In vitro Cytotoxicity Assay
An MTT assay was performed to assess the cytotoxicity of the nanocomplexes. LN-229 and U87R cells were seeded at a density of 5 × 103 cells/well in 96-well plates and incubated for 12 h. There were six dosage regimens: 1) PBS; 2) free TMZ; 3) free siPLK1; 4) A2PEC micelles complexed with siPLK1 (A2PEC/siPLK1); 5) A2PEC micelles loaded with TMZ and NCsiRNA (TMZ-A2PEC/NCsiRNA); and 6) A2PEC micelles loaded with TMZ and siPLK1 (TMZ-A2PEC/siPLK1). The amount of applied siRNA per well in cell culture was set to 1 µg mL−1, the amount of TMZ per well was 15 µg mL−1. The cells were then incubated for 48 h before 20 μmL of MTT solution (5 mg/mL) in PBS buffer was added to each well and the cells were cultured for another 4h. After the removal of the MTT medium, 150 µL of DMSO was added to each well. The optical density (OD) at 570 nm was measured using spectrophotometric analysis.
Cell Cycle Analysis
LN-229 and U87R cells were seeded at a density of 5 × 104 cells/well in 12-well plate and incubated for 12 h. The cells were then treated with PBS, free TMZ, free siPLK1, A2PEC/siPLK1, TMZ-A2PEC/NCsiRNA, or TMZ-A2PEC/siPLK1. Treatments were given at doses of 15 µg mL−1 TMZ and 1 µg mL−1 siRNA. After the cells were incubated for 48 h, these cells were harvested and washed three times with PBS. Then cells were centrifugated (1,000 rpm, 10 min), the supernatant was discarded, and the cell pellet was fixed in 70% ethanol at 4 °C for 24 h. Before analysis, the cells were washed once in PBS, stained with 500 µL PI/RNase for 15 min in the dark at room temperature. Analyses were performed using a BD FACSCalibur Flow Cytometer. Cell Cycle distributions were calculated using BD FACS Diva software (Verity Software House).
Cell Apoptosis Study
LN-229 and U87R cells were seeded at a density of 1 × 105 cells/well in 6-well plate and cultured at 37 °C in a 5% CO2 for 24 h. The cells were then treated with different micelle formulations (PBS, free TMZ, free siPLK1, A2PEC/siPLK1, TMZ-A2PEC/NCsiRNA, and TMZ-A2PEC/siPLK1). Treatments were given at doses of 15 µg mL−1 TMZ and 1 µg mL−1 siRNA. After the cells were incubated for 48 h, they were trypsinized, collected, washed three times with PBS, and resuspended in 500 μL of binding buffer. Then, 5 μL of Annexin V-FITC and 5 μL PI were added, and cultured with the cells for 15 min in the dark. Finally, cell apoptosis was evaluated using a ﬂow cytometer.
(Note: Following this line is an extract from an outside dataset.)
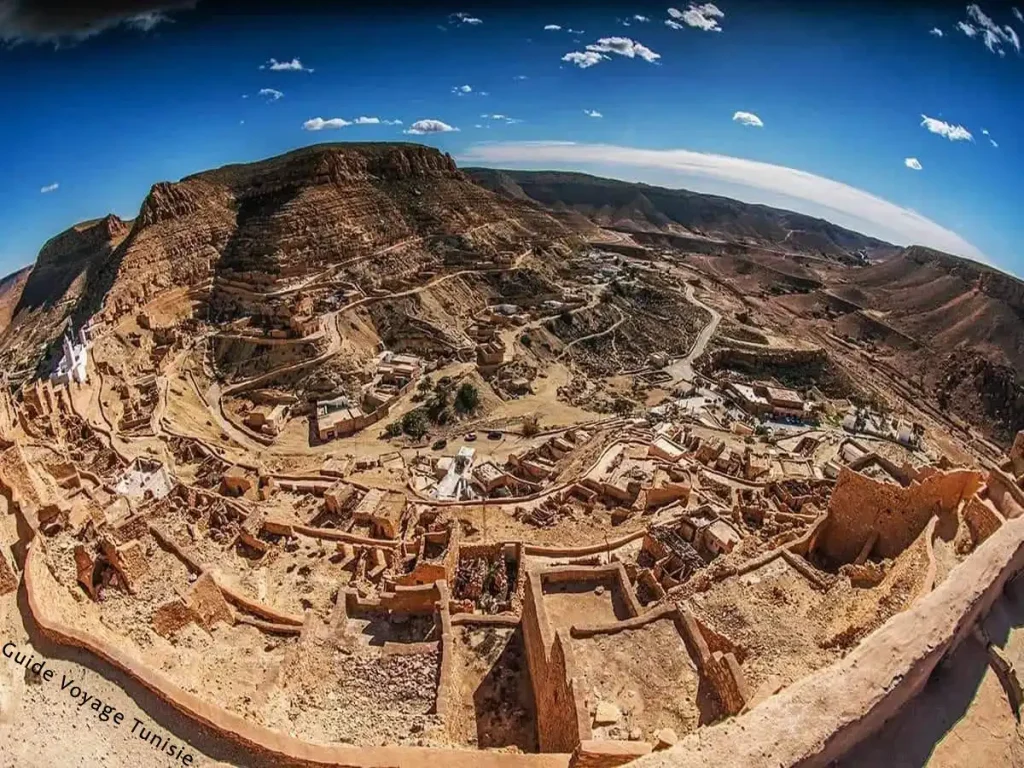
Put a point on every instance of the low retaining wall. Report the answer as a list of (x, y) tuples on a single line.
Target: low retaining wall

Quantitative Real-Time Reverse Transcription Polymerase Chain Reaction Analysis
The expression levels of PLK1 mRNA in U87R cells of different groups were evaluated using quantitative real-time reverse transcription polymerase chain reaction (qRT-PCR). Total RNA was extracted from cell using the TRIzol reagent (TIANGEN, Beijing, People’s Republic of China) according to the manufacturer’s instructions. The extracted RNA was digested with DNase I to remove possible DNA contamination. First strand cDNA was synthesized with the RNA which had been purified again using the TRIzol reagent, using a reverse transcription kit. Finally, the quantitative analysis of the cDNA was performed using qPCR in an ABI 750 machine (ABI, Foster City, CA, USA). The GAPDH (encoding glyceraldehyde-3-phosphate dehydrogenase) mRNA level was measured as an internal normalization standard. All primers were synthesized by Sangon Biotech (Shanghai, People’s Republic of China).
Western Blotting Analysis
The PLK1 protein was detected in U87R cells using Western blotting. U87R cells (2 × 105) were seeded in a 6-well culture plate and incubated at 37 °C in a 5% CO2 for 24 h. The cells were then treated with PBS, free TMZ, free siPLK1, A2PEC/siPLK1, TMZ-A2PEC/NCsiRNA, or TMZ-A2PEC/siPLK1 at doses of 15 µg mL−1 TMZ and 1 µg mL−1 siRNA for 24 h. The cells were then harvested, washed twice with cold PBS, and lysed. The lysis buffer was centrifuged (12,000 rpm, 10 min) to remove impurities. Quantities and equilibriums of the extracted protein samples were measured using a BCA kit (Beyotime, Shanghai, People’s Republic of China). The proteins were then separated using SDS-PAGE and transferred onto a nitrocellulose membrane using SemiDry blot apparatus (Invitrogen). The membrane was then incubated with primary antibodies overnight and secondary antibodies for 1.5 h. Finally, the membranes were exposed to x-ray films in a dark room. The band densities were quantified using the Image J Software (NIH. Bethesda, MD, USA. The expression of O-6-Methylguanine-DNA Methyltransferase (MGMT) in T98G, LN-229, U87, and U87R cells were evaluated using the same method.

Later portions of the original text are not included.